In December, Energy Secretary John Hutton launched a Strategic
Environmental Assessment of the seas surrounding the UK, paving the way
for a possible ‘third round’ of wind energy development. He will also
chair a panel of experts to advise him on renewable energy, as the UK
government aims to meet the EU target of 20 per cent renewable energy by
2020.
Speaking in Berlin, Mr Hutton said: “The draft plan I’m setting out today
could allow companies to develop up to 25GW of offshore wind by 2020, in
addition to the 8GW already planned. The UK has some of the best offshore
wind resources in the world, a long history of design, installation and
operational expertise in the offshore environment and the skills and
manufacturing capability to transfer to this exciting new sector. [It] is
now the number one location for investment in offshore wind in the world
and next year we will overtake Denmark as the country with the most
offshore wind capacity. I want to ensure the UK remains one of the best
places for renewable business.”
The proposal for a ‘third round’ of offshore development would open up the
vast bulk of the UK’s continental shelf to large-scale development, and
could help to generate enough power for up to 25 million homes by 2020.
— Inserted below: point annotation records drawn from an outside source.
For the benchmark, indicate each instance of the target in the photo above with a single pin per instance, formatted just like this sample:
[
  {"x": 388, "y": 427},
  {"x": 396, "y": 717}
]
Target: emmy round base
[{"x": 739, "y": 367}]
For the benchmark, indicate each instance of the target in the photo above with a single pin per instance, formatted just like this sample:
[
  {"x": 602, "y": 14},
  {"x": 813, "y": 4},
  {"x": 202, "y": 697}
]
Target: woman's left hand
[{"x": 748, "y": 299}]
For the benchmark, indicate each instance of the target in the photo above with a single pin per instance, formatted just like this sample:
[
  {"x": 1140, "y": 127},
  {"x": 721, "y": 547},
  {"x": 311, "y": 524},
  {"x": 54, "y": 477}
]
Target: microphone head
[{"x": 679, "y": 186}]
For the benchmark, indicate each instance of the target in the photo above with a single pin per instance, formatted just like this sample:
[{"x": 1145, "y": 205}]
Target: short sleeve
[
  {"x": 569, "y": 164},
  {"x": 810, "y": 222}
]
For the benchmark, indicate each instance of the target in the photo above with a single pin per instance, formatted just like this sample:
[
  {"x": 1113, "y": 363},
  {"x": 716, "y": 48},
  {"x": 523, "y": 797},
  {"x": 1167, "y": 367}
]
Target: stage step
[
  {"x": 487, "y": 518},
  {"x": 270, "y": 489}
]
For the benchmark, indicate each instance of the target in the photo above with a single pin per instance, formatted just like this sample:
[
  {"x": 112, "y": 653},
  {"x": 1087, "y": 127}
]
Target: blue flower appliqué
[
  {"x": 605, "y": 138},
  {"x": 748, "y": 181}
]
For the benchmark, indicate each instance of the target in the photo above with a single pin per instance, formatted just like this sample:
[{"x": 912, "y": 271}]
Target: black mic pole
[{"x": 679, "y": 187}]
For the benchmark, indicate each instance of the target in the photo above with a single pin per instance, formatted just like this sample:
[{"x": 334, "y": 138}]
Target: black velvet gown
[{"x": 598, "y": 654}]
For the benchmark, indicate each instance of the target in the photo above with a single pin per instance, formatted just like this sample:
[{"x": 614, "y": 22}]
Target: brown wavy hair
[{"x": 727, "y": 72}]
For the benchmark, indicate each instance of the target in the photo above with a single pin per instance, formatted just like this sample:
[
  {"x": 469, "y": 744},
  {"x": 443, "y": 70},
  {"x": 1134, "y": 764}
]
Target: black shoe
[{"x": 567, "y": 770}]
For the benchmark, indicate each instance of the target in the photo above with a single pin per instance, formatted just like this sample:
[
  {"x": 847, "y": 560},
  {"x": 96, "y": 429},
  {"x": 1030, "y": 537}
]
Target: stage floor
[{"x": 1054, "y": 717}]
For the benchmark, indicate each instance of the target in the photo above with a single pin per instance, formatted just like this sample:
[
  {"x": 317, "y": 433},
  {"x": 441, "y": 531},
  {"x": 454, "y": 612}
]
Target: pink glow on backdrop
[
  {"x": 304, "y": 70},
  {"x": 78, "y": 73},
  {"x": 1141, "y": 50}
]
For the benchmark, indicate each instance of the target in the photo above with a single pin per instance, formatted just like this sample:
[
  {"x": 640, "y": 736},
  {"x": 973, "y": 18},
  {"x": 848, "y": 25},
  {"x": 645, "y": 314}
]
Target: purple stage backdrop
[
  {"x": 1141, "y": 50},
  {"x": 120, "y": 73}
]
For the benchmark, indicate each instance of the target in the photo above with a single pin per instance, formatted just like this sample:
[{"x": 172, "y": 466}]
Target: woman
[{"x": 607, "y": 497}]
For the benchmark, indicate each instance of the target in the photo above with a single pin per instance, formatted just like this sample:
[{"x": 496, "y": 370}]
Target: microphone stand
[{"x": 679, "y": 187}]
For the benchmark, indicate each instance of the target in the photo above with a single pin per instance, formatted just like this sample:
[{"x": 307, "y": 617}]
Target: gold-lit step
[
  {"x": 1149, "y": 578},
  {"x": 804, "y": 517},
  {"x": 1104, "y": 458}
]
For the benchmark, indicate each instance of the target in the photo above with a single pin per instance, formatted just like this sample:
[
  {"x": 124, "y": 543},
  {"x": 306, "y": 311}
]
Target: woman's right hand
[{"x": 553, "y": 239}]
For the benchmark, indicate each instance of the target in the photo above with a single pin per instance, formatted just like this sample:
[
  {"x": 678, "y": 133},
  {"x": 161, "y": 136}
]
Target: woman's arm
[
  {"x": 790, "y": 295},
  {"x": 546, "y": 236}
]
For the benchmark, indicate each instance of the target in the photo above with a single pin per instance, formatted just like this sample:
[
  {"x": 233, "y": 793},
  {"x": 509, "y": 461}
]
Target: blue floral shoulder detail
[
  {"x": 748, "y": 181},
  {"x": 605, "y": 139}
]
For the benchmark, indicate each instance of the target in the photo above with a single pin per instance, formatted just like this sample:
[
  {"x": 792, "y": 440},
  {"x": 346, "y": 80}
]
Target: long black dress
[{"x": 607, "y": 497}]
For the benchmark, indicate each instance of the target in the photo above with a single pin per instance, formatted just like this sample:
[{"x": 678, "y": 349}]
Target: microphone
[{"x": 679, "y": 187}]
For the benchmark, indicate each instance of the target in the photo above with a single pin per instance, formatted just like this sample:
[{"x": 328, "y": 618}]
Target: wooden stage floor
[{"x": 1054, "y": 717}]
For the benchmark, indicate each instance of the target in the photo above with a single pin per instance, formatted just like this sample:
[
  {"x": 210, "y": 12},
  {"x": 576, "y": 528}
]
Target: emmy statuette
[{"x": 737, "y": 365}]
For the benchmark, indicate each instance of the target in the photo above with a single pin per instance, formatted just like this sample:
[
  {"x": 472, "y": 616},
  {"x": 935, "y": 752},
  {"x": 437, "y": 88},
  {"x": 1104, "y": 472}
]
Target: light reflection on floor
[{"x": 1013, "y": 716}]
The Government is also working on a regulatory regime to ensure that all
offshore projects can connect to onshore electricity transmission and
distribution networks quickly, securely and cheaply. A new Energy Bill to
be introduced shortly will provide greater support and incentives for
developers of offshore wind, wave and tidal energy projects.
A new innovation centre will support the growth of the environmental
technology sector in Peterborough, Eastern England. The city is home to
one the largest clusters of environmental technology businesses in the UK,
with a total of 340 companies. Phase one of the new Peterborough
Innovations Centre is due to open at Peterscourt in January, with plans to
expand after an initial three-year phase. Initially, it will provide
incubation facilities for 25 early-stage companies, and will support the
development of 2,500 environmental technology companies across the region
via a virtual enterprise hub network.
Food and Farming Minister Jeff Rooker has opened the UK’s first bioethanol
plant in Wissington, Norfolk in Eastern England. The plant is run by
British Sugar and is located alongside the world’s largest beet sugar
factory. It will produce 70 million litres of bioethanol annually from
110,000 tonnes of locally-grown sugar beet. The sugar factory’s combined
heat and power plant also provides energy for the bioethanol plant,
meaning that the bioethanol produced delivers lifecycle carbon savings of
60 per cent compared with ordinary petrol.
The UK’s environmental industries are growing rapidly. The sector already
employs more than 400,000 people in 17,000 companies, with an annual
turnover of more than $40 billion. The amount of electricity produced in
the UK from renewable sources has doubled to almost 5 per cent since the
introduction of the Renewables Obligation in 2002. Current forecasts are
for a further tripling to around 15 per cent by 2015.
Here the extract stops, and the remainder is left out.